Freescale Semiconductor (NYSE: FSL) today introduced the MM9Z1J638 Xtrinsic battery sensor, the industry’s first CAN-based battery sensor that accurately measures the voltage, current and temperature of lead-acid and lithium-ion batteries, as well as calculating the battery state – all while operating in harsh automotive conditions. Accurate knowledge of these battery parameters has become critical due to the increase in hybrid vehicles and overall electronic content, as well as the introduction of start-stop systems in automobiles.
The MM9Z1J638 Xtrinsic battery sensor offers a robust and cost-effective solution for designers, enabling precision measurement of key battery parameters in automotive and industrial applications. The device integrates an S12Z microcontroller (MCU) and a SMARTMOS analog control integrated circuit in a single-package solution, providing low power consumption in automotive and industrial environments. The MM9Z1J638 Xtrinsic battery sensor is fully AEC-Q100 automotive qualified for operation from -40°C to +125°C and comes in a small form factor, 7 x 7mm QFN package.

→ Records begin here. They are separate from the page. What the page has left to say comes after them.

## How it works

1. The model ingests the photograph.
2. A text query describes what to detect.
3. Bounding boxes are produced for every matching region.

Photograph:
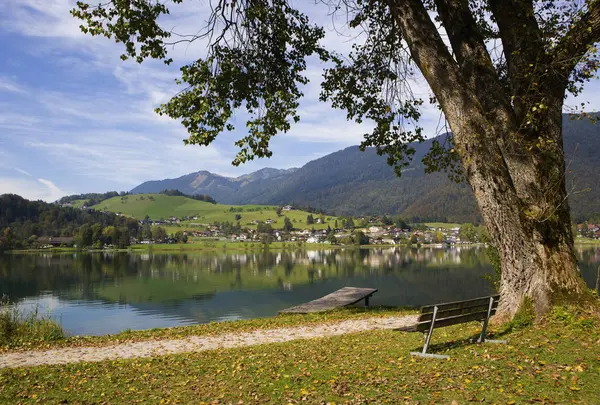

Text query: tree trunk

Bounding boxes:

“Devices such as the intelligent battery sensor are becoming necessary as electronic content and start-stop systems in automobiles continue to increase in quantity and importance,” said Gavin Woods, vice president and general manager of Freescale’s Analog & Mixed-Signal Products Division. “We are providing the industry’s first CAN-based, automotive-qualified and cost-effective solution that enables precise monitoring of critical battery parameters.”

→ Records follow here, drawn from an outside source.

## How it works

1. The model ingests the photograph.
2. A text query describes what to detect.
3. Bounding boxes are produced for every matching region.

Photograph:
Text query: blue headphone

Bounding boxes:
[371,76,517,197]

In today’s vehicles, the rising number of electrical loads presents a challenge to the battery. It must be able to provide enough energy to crank the engine, as well as act as a passive power source to support new functions such as start-stop and intelligent alternator control. Precise knowledge of the battery’s state of health (SOH), state of charge (SOC) and state of function (SOF) can provide early detection of impending failure, the leading cause of vehicle breakdowns due to the electrical system. In addition, the power consumption of the battery sensor itself must be as low as possible to ensure energy efficiency.